What the AI doesn’t do, and can’t do:
-
Fill the promotion checklist. Every candidate that advances to active diligence passes through a source-backed gate: valuation reconciliation, capital and credit review, funding model assessment, CRE tie-out against actual filing disclosures, management capital allocation review, event reconciliation if applicable. Each row requires a primary source URL. The system defines what needs filling. A human fills it.
-
Reconcile the pro forma. When a bank acquired another institution and the tangible book figure reflects purchase accounting marks, the screen number is stale. Rebuilding the combined entity on a normalized basis — bridging reported TBV to pro forma TBV, estimating the earn-back period on the premium — is credit work. The system flags the staleness. The operator does the reconstruction.
-
Write the memo. Investment memos cite every claim against a primary source. The pipeline generates citation blocks — SEC filing links, FDIC API links, company-page references — but the thesis prose is written after the diligence work, not before it. The score says the candidate is interesting. The memo explains why.
What surprised me in the build
The identity problem is harder than the analysis problem. Matching 4,000+ Polygon tickers to FFIEC RSSD IDs is where most of the engineering effort went. Getting that mapping clean — holding companies with multiple banking subsidiaries, tickers that changed after mergers, banks that converted from mutual to stock form with a new CIK but an old RSSD — is the unsexy foundation that makes the rest of the system valid. Garbage in the universe means garbage in the screen. The manual overrides file exists because the automated matching always has edge cases, and pretending otherwise produces silent errors.
Automation earns the right to judgment. The screen compresses 240+ candidates into a rank order that focuses attention. Without it, the research process is random walks through company filings. With it, manual diligence concentrates on the 15–20 names where the quantitative case is strong enough that the qualitative question matters. The system doesn’t replace judgment — it tells me where to apply judgment, and what questions to bring.
The century-old playbook is why the AI can implement it. Graham and Dodd wrote Security Analysis in 1934. Buffett’s letters have been public since the 1970s. Greenblatt published The Little Book That Beats the Market in 2005. AQR has been publishing quality-value research for twenty years. There is no shortage of primary source material on how value investors think about cheapness, quality, and capital allocation. That literature gives the AI enough context to build a scoring model that reflects the thesis — not just a generic valuation spreadsheet. The depth of the intellectual tradition is the reason the machine can hold it.
The honest summary
The AI is the contractor that built the building. The building runs without the contractor. The investment thesis is what the building was designed to serve.
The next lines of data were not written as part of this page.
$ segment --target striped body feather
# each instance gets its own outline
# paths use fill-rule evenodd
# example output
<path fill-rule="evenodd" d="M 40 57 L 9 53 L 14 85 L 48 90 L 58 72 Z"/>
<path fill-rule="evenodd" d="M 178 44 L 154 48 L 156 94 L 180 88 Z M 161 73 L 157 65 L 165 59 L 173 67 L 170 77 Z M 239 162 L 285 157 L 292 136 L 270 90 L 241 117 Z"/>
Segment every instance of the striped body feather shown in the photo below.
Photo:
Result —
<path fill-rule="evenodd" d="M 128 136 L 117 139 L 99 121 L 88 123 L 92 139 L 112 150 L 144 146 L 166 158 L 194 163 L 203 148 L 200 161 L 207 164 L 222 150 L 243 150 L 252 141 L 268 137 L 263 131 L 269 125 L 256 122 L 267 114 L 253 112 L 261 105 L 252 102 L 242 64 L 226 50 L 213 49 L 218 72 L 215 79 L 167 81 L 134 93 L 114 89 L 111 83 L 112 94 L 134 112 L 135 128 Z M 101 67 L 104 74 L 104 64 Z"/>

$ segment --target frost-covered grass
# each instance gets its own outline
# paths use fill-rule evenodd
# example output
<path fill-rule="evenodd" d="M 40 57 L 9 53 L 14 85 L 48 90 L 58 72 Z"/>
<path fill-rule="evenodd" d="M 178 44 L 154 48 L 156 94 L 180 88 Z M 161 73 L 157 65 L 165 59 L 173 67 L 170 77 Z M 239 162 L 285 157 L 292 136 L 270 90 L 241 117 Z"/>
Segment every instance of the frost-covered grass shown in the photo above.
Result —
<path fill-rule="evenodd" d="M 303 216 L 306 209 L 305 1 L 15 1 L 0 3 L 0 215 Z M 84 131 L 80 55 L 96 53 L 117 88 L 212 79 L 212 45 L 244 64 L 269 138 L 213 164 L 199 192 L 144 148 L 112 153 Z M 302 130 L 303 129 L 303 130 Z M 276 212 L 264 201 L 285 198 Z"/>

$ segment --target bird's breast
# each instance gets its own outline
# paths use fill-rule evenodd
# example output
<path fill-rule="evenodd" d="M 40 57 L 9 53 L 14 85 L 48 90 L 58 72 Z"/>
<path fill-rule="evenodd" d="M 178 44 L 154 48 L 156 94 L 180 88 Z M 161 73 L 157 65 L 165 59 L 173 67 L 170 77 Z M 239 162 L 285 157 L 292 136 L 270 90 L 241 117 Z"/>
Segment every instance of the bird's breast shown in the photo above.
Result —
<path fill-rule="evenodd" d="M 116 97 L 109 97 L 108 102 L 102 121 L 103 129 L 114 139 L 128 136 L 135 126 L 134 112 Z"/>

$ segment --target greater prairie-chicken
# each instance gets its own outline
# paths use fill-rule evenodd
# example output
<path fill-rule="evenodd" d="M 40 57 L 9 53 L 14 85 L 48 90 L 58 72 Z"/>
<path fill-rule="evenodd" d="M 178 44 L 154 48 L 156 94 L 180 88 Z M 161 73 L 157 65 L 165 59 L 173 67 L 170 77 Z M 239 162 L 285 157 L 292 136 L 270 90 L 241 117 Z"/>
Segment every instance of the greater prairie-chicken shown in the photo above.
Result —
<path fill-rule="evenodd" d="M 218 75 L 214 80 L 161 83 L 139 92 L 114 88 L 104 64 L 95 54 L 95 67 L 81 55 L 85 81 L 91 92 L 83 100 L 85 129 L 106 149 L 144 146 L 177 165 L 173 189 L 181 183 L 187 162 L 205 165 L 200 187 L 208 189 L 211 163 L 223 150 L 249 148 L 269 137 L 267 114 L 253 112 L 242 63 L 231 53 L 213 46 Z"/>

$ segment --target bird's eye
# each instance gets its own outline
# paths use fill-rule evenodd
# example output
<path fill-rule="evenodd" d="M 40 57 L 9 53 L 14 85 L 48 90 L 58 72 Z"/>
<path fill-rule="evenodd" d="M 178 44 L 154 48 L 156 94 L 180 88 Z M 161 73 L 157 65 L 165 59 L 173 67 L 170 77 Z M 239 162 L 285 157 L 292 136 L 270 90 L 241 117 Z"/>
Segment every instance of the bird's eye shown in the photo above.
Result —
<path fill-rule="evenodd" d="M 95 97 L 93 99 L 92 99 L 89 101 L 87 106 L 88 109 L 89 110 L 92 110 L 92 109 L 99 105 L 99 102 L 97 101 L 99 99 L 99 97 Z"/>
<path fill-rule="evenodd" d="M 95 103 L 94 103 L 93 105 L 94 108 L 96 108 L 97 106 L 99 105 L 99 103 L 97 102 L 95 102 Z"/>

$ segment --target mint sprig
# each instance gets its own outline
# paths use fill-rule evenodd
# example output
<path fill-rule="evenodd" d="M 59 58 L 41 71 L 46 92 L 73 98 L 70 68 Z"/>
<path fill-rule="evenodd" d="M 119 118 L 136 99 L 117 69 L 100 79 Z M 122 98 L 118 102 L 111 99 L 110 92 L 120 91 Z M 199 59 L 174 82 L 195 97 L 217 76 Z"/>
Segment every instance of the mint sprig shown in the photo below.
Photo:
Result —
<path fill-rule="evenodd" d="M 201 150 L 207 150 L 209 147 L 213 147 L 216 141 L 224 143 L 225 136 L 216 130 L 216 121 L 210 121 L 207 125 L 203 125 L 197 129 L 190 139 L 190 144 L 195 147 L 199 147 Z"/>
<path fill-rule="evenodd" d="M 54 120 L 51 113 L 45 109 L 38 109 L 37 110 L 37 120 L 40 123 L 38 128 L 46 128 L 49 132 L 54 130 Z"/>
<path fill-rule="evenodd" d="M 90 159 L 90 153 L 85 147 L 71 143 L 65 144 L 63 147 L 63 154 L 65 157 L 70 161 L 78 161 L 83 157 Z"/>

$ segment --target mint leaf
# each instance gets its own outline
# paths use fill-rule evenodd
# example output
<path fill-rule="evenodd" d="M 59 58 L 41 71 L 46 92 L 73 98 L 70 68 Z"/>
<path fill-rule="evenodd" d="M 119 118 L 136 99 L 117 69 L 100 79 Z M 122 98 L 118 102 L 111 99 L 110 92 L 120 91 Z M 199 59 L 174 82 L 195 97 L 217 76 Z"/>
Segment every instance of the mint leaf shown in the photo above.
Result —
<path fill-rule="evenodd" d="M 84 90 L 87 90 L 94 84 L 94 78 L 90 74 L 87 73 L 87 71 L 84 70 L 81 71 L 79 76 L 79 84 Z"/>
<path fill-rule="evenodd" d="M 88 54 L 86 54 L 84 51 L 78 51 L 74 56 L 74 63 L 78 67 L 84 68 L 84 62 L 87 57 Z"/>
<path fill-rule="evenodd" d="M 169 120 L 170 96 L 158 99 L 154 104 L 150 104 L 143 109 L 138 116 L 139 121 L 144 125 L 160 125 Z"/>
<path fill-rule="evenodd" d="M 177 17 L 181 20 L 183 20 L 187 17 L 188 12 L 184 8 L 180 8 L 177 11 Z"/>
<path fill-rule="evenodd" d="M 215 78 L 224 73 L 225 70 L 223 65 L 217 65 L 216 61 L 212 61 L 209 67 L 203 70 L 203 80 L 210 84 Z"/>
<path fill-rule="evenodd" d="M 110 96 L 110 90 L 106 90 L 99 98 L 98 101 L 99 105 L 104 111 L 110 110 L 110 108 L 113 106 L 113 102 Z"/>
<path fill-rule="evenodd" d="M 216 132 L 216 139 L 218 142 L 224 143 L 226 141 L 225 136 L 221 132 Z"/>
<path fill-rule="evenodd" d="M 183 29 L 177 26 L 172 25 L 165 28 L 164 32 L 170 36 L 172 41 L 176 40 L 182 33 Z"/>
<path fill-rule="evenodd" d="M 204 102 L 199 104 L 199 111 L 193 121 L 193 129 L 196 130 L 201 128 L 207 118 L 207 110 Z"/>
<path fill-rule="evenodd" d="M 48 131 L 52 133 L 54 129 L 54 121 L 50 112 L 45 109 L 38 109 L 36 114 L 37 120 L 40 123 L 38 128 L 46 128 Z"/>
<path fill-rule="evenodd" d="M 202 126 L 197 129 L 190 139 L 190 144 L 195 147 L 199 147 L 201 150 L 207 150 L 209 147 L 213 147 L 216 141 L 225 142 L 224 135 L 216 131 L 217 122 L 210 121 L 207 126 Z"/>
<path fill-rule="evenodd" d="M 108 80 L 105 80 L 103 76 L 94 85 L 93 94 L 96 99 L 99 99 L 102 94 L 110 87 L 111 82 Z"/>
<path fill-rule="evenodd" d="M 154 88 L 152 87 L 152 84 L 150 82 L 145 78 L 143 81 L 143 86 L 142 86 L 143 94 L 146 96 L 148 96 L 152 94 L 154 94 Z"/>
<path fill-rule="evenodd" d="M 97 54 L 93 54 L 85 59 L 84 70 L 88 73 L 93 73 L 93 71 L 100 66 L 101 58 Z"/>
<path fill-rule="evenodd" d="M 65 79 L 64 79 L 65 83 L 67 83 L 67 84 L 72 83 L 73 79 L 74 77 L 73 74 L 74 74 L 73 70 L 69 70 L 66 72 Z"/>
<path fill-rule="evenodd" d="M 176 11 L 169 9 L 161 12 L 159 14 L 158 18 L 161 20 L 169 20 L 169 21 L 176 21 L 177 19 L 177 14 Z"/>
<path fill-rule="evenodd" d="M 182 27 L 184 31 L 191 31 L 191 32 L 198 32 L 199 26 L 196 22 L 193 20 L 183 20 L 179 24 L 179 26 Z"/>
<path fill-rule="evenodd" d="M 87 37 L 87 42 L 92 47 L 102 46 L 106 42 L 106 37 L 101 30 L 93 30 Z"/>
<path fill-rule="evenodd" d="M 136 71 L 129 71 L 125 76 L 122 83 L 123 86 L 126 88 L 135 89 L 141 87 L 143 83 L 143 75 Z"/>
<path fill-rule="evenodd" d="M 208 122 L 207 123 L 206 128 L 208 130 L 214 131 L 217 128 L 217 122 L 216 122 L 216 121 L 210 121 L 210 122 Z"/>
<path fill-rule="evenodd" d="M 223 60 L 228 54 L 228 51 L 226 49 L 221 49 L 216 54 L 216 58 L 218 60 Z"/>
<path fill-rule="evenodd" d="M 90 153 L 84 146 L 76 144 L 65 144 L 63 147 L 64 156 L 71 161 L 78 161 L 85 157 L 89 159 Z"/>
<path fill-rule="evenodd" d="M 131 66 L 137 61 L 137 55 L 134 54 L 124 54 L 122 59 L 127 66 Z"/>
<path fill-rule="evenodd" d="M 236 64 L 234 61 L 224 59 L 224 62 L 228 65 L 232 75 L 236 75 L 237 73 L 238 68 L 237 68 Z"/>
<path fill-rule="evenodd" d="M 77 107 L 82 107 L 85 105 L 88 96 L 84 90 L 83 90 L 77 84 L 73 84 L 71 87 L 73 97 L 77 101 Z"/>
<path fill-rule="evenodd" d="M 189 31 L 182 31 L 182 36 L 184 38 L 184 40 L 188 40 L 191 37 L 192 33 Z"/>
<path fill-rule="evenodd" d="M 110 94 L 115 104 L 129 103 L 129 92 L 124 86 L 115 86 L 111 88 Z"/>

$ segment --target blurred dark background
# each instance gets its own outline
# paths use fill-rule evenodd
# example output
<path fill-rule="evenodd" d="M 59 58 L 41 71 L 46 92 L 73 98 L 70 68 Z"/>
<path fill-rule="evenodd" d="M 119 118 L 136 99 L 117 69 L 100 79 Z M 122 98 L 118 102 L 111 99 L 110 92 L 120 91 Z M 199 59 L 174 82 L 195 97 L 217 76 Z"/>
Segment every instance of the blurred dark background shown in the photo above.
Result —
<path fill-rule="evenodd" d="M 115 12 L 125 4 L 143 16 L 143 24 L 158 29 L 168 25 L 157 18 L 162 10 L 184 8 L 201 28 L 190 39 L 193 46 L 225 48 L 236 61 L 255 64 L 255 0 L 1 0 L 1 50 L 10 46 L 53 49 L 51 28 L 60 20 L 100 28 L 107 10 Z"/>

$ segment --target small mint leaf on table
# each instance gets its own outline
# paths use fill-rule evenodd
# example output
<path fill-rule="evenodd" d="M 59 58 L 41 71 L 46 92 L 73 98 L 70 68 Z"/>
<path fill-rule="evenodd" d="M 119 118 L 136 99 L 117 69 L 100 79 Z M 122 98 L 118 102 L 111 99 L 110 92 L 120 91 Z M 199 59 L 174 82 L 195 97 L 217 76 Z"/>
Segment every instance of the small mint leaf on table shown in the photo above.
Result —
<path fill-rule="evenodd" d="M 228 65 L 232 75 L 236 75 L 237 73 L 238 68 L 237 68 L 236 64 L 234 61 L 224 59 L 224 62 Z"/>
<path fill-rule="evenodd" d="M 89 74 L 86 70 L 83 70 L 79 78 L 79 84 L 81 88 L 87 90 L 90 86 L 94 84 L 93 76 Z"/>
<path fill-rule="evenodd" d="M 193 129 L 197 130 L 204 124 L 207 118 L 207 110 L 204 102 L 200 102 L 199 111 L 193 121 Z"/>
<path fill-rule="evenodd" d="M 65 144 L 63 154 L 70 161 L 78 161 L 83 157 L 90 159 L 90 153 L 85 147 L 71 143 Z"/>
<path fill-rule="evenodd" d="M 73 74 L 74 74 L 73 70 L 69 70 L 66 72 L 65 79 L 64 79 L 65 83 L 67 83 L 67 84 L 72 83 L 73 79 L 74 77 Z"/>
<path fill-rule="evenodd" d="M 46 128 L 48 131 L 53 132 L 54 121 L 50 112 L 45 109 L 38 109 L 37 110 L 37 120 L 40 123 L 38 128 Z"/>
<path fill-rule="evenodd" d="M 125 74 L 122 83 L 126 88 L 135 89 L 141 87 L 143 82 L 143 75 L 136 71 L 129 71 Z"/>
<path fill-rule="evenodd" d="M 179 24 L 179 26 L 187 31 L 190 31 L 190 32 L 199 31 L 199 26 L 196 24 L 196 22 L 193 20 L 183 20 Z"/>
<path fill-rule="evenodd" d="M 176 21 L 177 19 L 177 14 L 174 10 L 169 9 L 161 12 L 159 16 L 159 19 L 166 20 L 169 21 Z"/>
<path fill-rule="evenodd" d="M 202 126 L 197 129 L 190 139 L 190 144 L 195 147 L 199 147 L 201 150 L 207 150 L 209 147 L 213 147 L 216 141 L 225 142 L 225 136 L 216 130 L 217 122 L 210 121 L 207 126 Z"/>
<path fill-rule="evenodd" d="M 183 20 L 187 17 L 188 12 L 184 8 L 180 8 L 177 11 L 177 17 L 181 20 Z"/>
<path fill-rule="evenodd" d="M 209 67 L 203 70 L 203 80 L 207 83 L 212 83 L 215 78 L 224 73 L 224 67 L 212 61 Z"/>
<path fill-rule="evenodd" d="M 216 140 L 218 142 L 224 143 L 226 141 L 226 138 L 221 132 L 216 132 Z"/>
That framing — AI builds the deterministic infrastructure, the deterministic infrastructure operationalizes the thesis, the thesis comes from a hundred years of careful thinking about capital allocation — is how I expect most serious investment tooling to work for the next decade.
What it isn’t: AI scoring your stocks. What it is: AI compressing the time and precision required to build a machine that applies a rigorous framework systematically, so the human’s time concentrates on the judgment work the machine can’t do.
The value theory is a hundred years old. The databases are public. The engineering is, in retrospect, not the hard part. The hard part is having the patience to complete the checklist before writing the thesis — and the discipline to build a machine that enforces that patience, not one that shortcuts it.